These days, more and more literary agents are accepting e-mail query letters, which means that you will need to incorporate a different format than with a query letter sent through the postal mail. You should also know that all literary agents do not accept e-mail queries; make sure they are specified in the submission guidelines before sending an e-mail.
Writing an E-Mail Query Letter: Informative Subject Line
Some literary agents will specify what should go in the subject line of an e-mail query, while others will not. You should realize that everyone receives spam e-mails, so if your query subject line seems like it could be unsolicited advertising, the literary agent will probably delete it unread. The best subject line for an e-mail query would be: Query: Title of Your Manuscript. This tells the recipient that it is a query letter and gives him or her an idea of what your book is about.
Writing an E-Mail Query Letter: Contact Information
Many writers put their contact information at the bottom of an e-mail query letter, underneath their typed name. While you can also include it there, I would put it in the top left-hand corner of your e-mail for easy reference. It will annoy the literary agent if he or she has to scroll down to find the method of contact.
Writing an E-Mail Query Letter: Salutation
Even though e-mail is less formal than postal mail, you should still do your best to appear professional. Start your e-mail query letter with the standard Dear followed by Mr./Ms./Mrs. and the last name of the agent. Make sure that you do enough research to know whether the agent is a man or a woman.
Writing an E-Mail Query Letter: Length
An e-mail query letter should be even shorter than one sent by postal mail. Literary agents receive dozens (even hundreds) of e-mails each day, and you don’t want to ruin his or her schedule by providing length e-mails to read. You can still use the standard four- or five-paragraph format for fiction manuscripts (five or six for non-fiction), but your paragraphs should be considerably shorter. The more concise, the better.

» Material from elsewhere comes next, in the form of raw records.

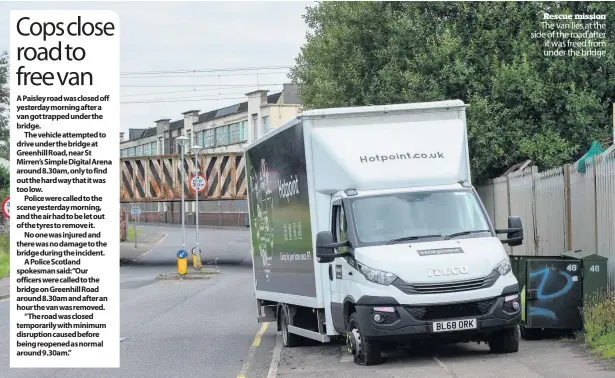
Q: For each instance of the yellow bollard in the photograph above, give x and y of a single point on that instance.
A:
(182, 262)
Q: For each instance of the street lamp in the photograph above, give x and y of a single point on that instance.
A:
(181, 142)
(196, 259)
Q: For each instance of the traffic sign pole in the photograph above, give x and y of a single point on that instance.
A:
(6, 206)
(198, 185)
(135, 211)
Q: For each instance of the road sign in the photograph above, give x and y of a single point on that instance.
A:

Writing an E-Mail Query Letter: Address the Genre
Let the literary agent know that even though you are submitting your query by e-mail, you have not taken the short route on everything. Research his or her other books and make sure that your manuscript fits into the accepted genres he or she has advertised. Mention that you read on the agency’s website or in Writer’s Market that he or she is interested in romance (or whatever genre you’re manuscript is) and that you are hoping he or she will consider representing you.

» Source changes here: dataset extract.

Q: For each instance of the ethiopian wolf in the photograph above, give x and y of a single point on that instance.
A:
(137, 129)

Writing an E-Mail Query Letter: No Net-Speak
E-mail query letters are automatically less formal than queries sent through the postal mail, but don’t mark yourself as a rank amateur by using “Net-Speak” or any other informal language. LOL, TTYN and “U” for “you” have no place in an e-mail query letter.
Writing an E-Mail Query Letter: Format
If you are copying your e-mail query letter from another word processing program (such as MS Word), make sure that you save the document in plain text format before pasting it into your e-mail. Certain characters – such as “smart quotes” – don’t translate well into e-mail format, and the literary agent will receive a letter full of funky characters that make the e-mail difficult to read. Make sure also that you leave out any HTML code and that you you’ve typed the e-mail in black on a white background with a standard font (such as Courier).
As time goes on, e-mail queries will likely become more and more commonplace, though there are plenty of literary agents who still expect postal mail queries. At the other end of the spectrum, some agents have reverted entirely to digital correspondence and will even expect your manuscript to be submitted by e-mail.
NOTE: Literary agents will not open an attachment that hasn’t been solicited. Don’t send attachments at all unless they are requested.